Her accent may have been her biggest impediment to completely convincing performances in the past, but Kalki Koechlin puts it to ingenious use in her portrayal of Laila. In fact, her accent helps her in achieving that perfect drawl to go with her character's difficulty in speaking. It's her character's physicality, though, that makes her performance the finest by an actress in the longest time. Everything from her posture to her lower body rigidity, right down to the smallest of movement in her fingers is enacted to perfection by Kalki, that too with an effortless charm that reminds you of Eddie Redmayne's recent Oscar-winning turn as Stephen Hawking in The Theory of Everything.


Veteran actress Revathi delivers an accomplished performance as Laila's mother, who has her daughter's best interests at heart.
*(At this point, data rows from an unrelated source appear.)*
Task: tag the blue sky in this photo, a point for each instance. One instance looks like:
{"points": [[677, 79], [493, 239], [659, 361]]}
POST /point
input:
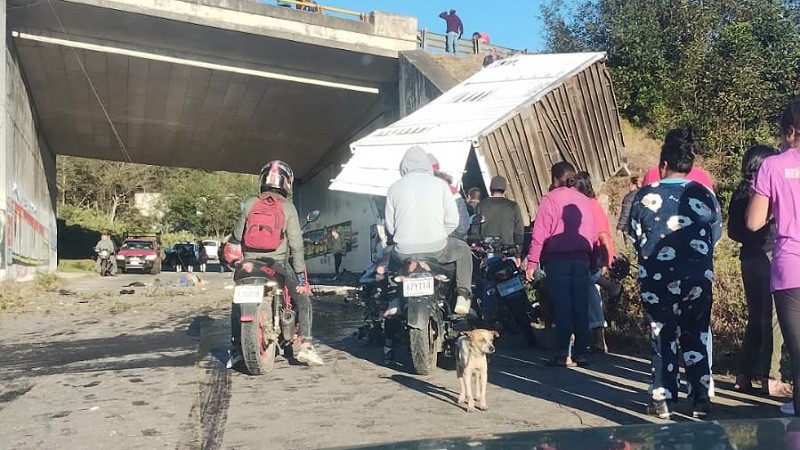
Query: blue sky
{"points": [[511, 23]]}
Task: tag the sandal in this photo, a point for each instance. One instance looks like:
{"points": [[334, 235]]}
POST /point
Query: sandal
{"points": [[595, 350], [743, 384], [581, 361], [561, 361]]}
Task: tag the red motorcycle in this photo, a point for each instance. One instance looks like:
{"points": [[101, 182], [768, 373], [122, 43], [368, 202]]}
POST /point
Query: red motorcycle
{"points": [[263, 309]]}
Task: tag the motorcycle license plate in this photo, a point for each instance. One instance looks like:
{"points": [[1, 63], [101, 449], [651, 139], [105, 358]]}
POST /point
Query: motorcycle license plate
{"points": [[418, 287], [248, 294], [508, 287]]}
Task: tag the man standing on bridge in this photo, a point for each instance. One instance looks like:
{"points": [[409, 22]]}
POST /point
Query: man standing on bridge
{"points": [[454, 30]]}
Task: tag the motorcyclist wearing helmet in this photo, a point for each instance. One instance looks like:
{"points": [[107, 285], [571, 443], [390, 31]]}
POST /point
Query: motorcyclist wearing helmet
{"points": [[105, 243], [277, 179]]}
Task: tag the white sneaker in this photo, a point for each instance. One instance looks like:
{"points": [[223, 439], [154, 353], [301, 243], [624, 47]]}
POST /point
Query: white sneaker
{"points": [[234, 358], [394, 307], [462, 306]]}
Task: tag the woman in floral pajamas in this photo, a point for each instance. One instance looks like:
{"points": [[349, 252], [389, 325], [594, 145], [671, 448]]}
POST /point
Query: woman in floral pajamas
{"points": [[675, 224]]}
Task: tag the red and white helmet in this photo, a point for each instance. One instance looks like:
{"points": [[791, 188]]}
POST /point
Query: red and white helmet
{"points": [[277, 175], [233, 253]]}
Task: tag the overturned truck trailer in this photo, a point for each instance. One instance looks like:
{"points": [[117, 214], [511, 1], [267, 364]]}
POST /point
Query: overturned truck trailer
{"points": [[514, 118]]}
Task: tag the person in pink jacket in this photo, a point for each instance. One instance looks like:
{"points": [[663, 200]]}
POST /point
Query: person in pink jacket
{"points": [[563, 240]]}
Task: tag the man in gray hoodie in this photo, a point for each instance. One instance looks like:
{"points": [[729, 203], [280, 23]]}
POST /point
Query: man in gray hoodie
{"points": [[421, 215]]}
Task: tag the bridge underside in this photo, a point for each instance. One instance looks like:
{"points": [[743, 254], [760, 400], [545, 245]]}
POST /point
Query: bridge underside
{"points": [[190, 95]]}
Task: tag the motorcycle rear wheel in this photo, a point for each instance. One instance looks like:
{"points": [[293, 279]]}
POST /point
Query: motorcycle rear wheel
{"points": [[523, 319], [423, 350], [259, 355]]}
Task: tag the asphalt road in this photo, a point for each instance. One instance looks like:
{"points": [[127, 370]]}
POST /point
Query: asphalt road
{"points": [[98, 369]]}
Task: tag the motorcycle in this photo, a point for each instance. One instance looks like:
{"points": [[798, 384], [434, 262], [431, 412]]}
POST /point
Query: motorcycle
{"points": [[106, 263], [504, 300], [267, 319], [427, 316]]}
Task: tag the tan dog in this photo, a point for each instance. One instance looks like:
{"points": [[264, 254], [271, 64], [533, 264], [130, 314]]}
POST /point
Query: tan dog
{"points": [[473, 346]]}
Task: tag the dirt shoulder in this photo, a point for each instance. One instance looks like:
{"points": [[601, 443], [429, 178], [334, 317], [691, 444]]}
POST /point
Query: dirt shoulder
{"points": [[82, 371]]}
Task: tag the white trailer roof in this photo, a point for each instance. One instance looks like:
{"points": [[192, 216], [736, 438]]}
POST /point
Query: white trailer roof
{"points": [[448, 126]]}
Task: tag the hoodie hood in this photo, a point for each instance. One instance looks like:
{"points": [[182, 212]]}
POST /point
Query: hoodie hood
{"points": [[415, 161]]}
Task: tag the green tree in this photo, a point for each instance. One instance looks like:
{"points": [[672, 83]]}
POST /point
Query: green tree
{"points": [[206, 204], [726, 66]]}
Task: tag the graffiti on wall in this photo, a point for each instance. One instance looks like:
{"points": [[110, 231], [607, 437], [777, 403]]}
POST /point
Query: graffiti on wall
{"points": [[316, 241], [2, 239], [27, 240]]}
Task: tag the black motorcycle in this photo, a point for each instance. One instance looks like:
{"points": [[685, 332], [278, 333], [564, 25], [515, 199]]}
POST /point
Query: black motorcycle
{"points": [[426, 290], [504, 300]]}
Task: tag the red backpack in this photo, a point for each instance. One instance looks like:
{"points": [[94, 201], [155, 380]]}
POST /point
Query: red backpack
{"points": [[264, 227]]}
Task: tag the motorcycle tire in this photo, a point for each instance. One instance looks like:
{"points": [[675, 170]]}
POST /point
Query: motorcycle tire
{"points": [[423, 350], [523, 321], [259, 356]]}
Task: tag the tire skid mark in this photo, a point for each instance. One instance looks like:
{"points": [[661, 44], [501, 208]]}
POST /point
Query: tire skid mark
{"points": [[209, 412]]}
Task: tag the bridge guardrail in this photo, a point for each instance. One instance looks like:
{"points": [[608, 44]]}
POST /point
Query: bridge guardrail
{"points": [[428, 40], [320, 9]]}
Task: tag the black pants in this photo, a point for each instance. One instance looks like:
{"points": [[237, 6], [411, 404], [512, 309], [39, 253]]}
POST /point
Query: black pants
{"points": [[787, 304], [301, 301], [761, 349], [337, 261]]}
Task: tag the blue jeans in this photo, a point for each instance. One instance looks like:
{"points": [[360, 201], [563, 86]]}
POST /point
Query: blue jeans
{"points": [[596, 317], [451, 42], [568, 282]]}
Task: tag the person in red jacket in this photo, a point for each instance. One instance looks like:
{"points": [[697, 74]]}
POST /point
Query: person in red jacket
{"points": [[455, 29]]}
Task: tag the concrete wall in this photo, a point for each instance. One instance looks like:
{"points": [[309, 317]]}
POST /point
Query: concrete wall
{"points": [[361, 211], [27, 182], [421, 80]]}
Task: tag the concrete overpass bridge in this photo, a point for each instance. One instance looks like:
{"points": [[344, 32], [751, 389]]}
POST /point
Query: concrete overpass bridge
{"points": [[207, 84], [212, 84]]}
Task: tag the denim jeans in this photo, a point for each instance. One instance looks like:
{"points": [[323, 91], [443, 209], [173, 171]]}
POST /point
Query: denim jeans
{"points": [[596, 317], [451, 42], [568, 282], [787, 304]]}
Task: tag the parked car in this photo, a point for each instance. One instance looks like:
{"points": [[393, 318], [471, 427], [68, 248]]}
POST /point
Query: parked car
{"points": [[141, 254], [212, 249], [183, 256]]}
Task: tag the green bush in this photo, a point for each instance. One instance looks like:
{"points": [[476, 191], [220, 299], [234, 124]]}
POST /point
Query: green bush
{"points": [[76, 265], [47, 281]]}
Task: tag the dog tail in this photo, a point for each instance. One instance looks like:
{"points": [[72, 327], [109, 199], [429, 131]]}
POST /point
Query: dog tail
{"points": [[463, 354]]}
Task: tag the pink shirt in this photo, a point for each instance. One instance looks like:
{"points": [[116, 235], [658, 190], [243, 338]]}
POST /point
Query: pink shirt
{"points": [[779, 180], [696, 174], [603, 226], [564, 228]]}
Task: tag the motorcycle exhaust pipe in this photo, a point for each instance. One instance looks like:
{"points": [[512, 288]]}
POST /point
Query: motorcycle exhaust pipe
{"points": [[288, 318]]}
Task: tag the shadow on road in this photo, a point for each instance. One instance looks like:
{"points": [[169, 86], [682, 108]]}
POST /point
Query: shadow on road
{"points": [[429, 389]]}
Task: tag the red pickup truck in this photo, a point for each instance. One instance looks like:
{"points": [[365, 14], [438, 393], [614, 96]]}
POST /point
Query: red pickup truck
{"points": [[141, 254]]}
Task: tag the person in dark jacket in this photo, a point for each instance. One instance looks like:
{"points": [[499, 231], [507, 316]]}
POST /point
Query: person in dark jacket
{"points": [[627, 202], [761, 347], [474, 196], [455, 29], [337, 248], [462, 230], [503, 216], [277, 179]]}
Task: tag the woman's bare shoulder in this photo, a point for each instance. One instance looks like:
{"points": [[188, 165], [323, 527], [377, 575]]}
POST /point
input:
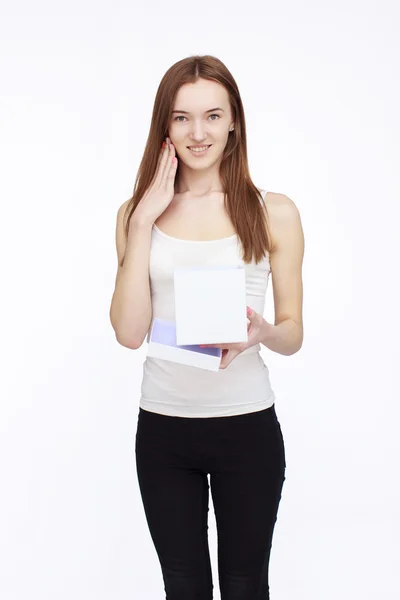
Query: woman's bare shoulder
{"points": [[283, 216]]}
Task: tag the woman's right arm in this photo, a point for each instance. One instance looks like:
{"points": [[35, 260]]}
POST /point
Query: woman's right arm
{"points": [[131, 309]]}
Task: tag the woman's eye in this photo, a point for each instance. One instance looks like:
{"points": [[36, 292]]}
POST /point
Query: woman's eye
{"points": [[182, 117]]}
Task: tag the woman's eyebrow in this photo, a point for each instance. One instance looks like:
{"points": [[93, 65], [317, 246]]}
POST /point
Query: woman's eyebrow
{"points": [[188, 113]]}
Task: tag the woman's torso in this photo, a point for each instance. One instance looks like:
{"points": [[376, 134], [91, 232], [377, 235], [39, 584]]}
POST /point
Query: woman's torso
{"points": [[198, 232]]}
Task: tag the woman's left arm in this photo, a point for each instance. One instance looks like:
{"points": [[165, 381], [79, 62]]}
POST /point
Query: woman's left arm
{"points": [[286, 259]]}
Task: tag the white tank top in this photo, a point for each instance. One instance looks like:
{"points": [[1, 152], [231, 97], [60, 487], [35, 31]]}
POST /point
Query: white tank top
{"points": [[174, 389]]}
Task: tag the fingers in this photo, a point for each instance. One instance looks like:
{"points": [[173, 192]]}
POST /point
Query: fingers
{"points": [[169, 155]]}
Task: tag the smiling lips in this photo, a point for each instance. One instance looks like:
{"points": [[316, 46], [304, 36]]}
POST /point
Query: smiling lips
{"points": [[199, 150]]}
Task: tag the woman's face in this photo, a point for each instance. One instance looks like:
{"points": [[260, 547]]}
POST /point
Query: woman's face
{"points": [[201, 116]]}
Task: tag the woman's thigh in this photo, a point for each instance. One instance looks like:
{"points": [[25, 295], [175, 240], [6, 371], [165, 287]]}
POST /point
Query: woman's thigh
{"points": [[246, 484], [175, 496]]}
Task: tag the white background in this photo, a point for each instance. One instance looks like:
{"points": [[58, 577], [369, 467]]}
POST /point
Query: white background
{"points": [[319, 82]]}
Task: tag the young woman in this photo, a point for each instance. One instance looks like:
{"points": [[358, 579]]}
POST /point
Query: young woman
{"points": [[194, 204]]}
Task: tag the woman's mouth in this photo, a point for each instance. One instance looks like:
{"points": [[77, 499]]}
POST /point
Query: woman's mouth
{"points": [[200, 151]]}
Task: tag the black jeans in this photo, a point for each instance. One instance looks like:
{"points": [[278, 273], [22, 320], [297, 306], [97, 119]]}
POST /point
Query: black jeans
{"points": [[245, 457]]}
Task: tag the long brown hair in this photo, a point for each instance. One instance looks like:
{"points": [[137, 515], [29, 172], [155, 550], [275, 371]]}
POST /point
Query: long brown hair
{"points": [[242, 198]]}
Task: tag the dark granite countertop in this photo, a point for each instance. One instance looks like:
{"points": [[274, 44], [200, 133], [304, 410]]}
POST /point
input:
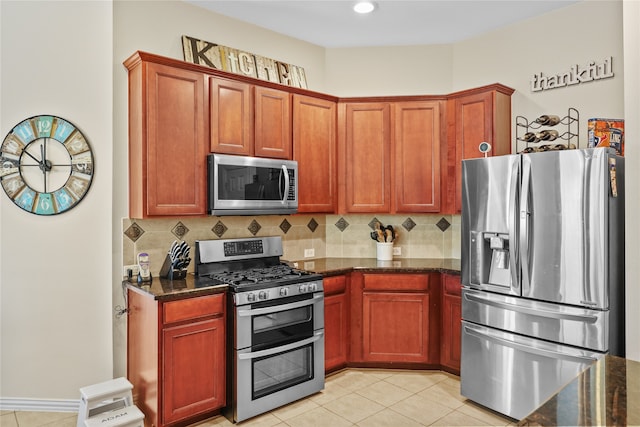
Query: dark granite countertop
{"points": [[167, 290], [605, 394], [335, 266]]}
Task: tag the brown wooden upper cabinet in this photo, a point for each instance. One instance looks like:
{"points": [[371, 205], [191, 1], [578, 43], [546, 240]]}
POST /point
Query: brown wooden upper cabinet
{"points": [[475, 116], [231, 110], [272, 123], [168, 140], [391, 156], [314, 148], [249, 120], [417, 156], [366, 157]]}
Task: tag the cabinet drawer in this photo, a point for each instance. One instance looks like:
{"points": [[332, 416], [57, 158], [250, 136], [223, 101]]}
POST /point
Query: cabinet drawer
{"points": [[193, 308], [396, 282], [334, 285]]}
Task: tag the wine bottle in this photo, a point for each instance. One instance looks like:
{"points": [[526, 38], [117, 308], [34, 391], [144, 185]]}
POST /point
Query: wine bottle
{"points": [[547, 135], [546, 120], [529, 137]]}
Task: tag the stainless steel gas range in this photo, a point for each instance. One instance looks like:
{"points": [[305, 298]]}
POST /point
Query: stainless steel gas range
{"points": [[276, 323]]}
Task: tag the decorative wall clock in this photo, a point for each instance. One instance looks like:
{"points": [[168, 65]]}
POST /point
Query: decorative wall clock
{"points": [[46, 165]]}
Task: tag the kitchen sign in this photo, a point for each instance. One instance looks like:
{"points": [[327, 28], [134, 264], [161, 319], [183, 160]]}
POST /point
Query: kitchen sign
{"points": [[577, 74], [244, 63]]}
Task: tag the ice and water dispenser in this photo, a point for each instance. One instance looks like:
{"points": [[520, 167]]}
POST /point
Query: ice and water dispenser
{"points": [[490, 259]]}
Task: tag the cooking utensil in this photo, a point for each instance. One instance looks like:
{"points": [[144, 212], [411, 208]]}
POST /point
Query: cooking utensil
{"points": [[390, 233]]}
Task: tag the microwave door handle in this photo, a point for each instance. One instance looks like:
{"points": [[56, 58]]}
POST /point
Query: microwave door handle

Despite what you might typically expect from a motherly character in such a film, Revathi actually gets a meaty and layered character to sink her teeth into. And once she bites, she doesn't let go, stunning you with her fluent transition from strict to vulnerable and back again. Sayani Gupta is immensely watchable as Laila's friend from New York who she starts getting close to. Much like Kalki, the difficulty that the physicality of her blind character poses is what makes it such a worthy performance. The supporting cast is full of gleeful little performances by captivating actors.


Margarita with a Straw is that rare film that reaches for the stars with its feet firmly on the ground, or in Laila's case, with her wheels firmly grounded. Honest, soaring, eye-opening and all the while entertaining, Shonali Bose's little gem of a film is a huge step forward for Bollywood when it comes to owning up to the realities and harshness of life with a smile. Well worth the price of your admission ticket, maybe even a second time around, take in the rich experience that the film offers with large gulps through your life-sized straw.